これは明確なソースがある話ではないが、大手のブースにかかる費用は1000万を軽く超えるらしい(噂)。出典に必要な手数料だけではなく、ブース設置・維持にかかる諸々の費用を合わせればそのくらいかかってしまってもおかしくはない。
それならば、ということで参加を見送って独自のイベントを開催したり、配信で済ませたりしている企業もある。世界最大のゲームパブリッシャーElectronic Arts(エレクトロニック・アーツ)が独自イベント「EA PLAY」を始めたことも記憶に新しい。もちろん現場の臨場感は損なわれてしまうが、ストリームならごった返した現場より自宅で見れば正確かつはっきりと情報が確認できるだろう。
要するに、TGSの今の隆盛ぶりは未来永劫安泰なものではない可能性がある。
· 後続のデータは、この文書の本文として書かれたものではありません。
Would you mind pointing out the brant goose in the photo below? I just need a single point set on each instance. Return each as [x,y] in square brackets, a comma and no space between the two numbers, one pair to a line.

イベントの規模など含め「はい、来年から廃止」となることはないだろうが、何かの拍子に徐々にメインストリームから外れていき、通り一遍のどことなく寂しい展示会となってしまう可能性は常にあり続ける。
TGS以外の、E3やGames comといった他の国のゲームイベントが盛り上がることはもちろん大歓迎だ。どこの国で開催されようがインターネットを通じて情報が入る以上、あまり関係ないと考える向きも多いだろう。大手企業はその体力を活かして参加し続けるだろうし、案外全体から見れば影響は少ないのかもしれない。
しかし、インディーゲームにとって地理的条件は大きいだろうし、何より日本国内でのお祭りが廃れてしまうのは寂しい。また、実際に触ってみなければわからないハードウェアの展示会という側面も無視できないだろう。ゲーミングチェアやVR機器、そしてまだ存在してない未来の機器など、映像だけでは理解することが難しく、体感してこそわかる分野も多い。
新たなステージへ進む展示会
いずれにせよ、2020年問題をきっかけにして、あらゆる業界の展示会が新たな形を模索していかなければならないだろう。小さなところでは開催場所を変更するだろうし、大きなところでは開催を中止するかもしれない。ゲーム業界もまた、TGSの開催が危ぶまれているという現状に対処するため、多かれ少なかれその形を変えていくはずだ。
ゲーム業界なりの展示会ということであれば、個人的に少しだけ期待しているのがVR技術を使ったバーチャル展示会だ。家で横になりながら最新のゲーム情報に触れることが出来る世界はこの上なく魅力的だ。2017年の1月から3月までに、実に270万台のAR/VR機器が売れているというから、全くありえない話というわけでもないだろう。仮想空間に集ったファンが発表に一喜一憂するお祭り騒ぎは案外早く実現するかもしれない。
とはいえ現実に会場の雰囲気に触れて、現実にひとに会ってする体験にはまだまだ遠く及ばないだろう。願わくば中止にしたり規模を縮小したりすることなく、ゲーム業界なりの新しい展示会を模索していって欲しい。